Richard E. Plant, professor, Dept. of Agronomy and Range Science, UC Davis

G. Stuart Pettygrove, Extension soil specialist, UC Cooperative Extension, Dept. of land, Air & Water Resources, UC Davis

John F. "Jack" Williams, Farm Advisor, UC Cooperative Extension, Sutter/Yuba counties

Julie A. Young, Dept. of Agronomy and Range Science, UC Davis

This project is evaluating precision agriculture technology to determine whether it will work well for California rice production and, if so, to develop practices for growers to use it effectively.  This project also examined the effect of varying fertilizer levels on within-field yield variability.  Experiments were carried out on M-202 and Koshihakari.

Harvester1.jpg (89076 bytes)In order for precision agriculture to be useful for California rice production, the underlying causes of observed variability in grain yields must be determined.   Researchers monitored electrical conductivity (EC) to determine differences in salinity and clay content and examined infrared photography to analyze crop vegetative canopy.  Differences between aerial images and the EC map indicate variability is not caused by soil factors.  Similarly, differences in yields compared to aerial photographs did not show a correlation with vegetative growth.

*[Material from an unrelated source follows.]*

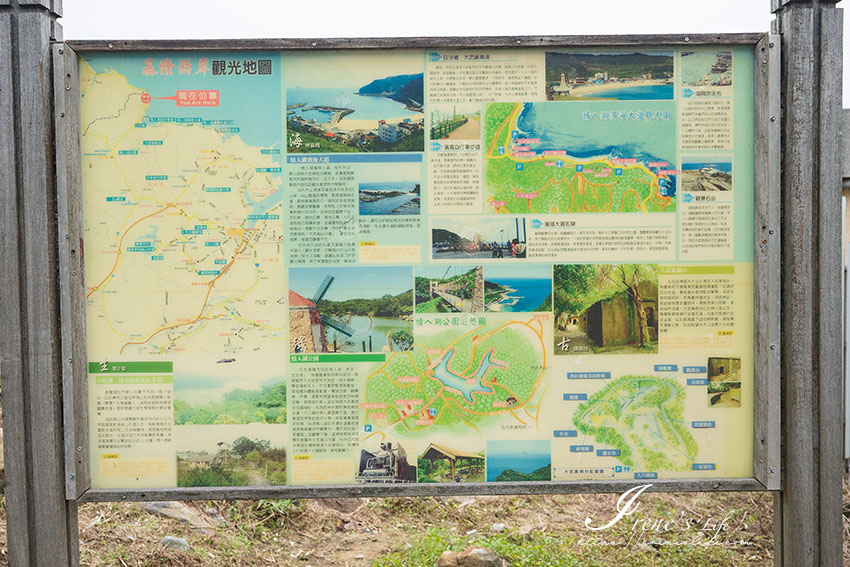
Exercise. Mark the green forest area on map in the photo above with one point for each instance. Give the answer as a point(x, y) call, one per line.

A statistical analysis of last year’s results is still in progress.  However, a visual interpretation of the data from 1998 and 1999 indicates that laser leveling appears to have reduced yield variability.  An elevation map of the field made in 1998 indicates that yield was lowest in the lowest areas of the field.  An aerial photograph of the field taken in May 1998 indicates that rice emerged from the water latest in the low areas of the field.  This may have reduced yield in those areas due to the short season that year.   Visual comparison of soil mineral nutrient levels, as well as electrical conductivity, indicates that the area of highest yield corresponds to the area of highest soil phosphorous, suggesting a possible deficiency for that nutrient.  This year researchers are planning to collect soil samples in high and low yielding areas.

Fields planted to specialty rice appear to be even more susceptible to soil variability.  The Koshihakari field had two large low-yielding areas.  These are easily visible on the aerial photograph, suggesting the cause of the low yield is a reduced vegetative stand.  Leaf tissue samples collected from the field are still undergoing laboratory analysis but visual inspection of the field confirmed this.   Direct sampling is planned for 2000 to further assess the cause of low yields.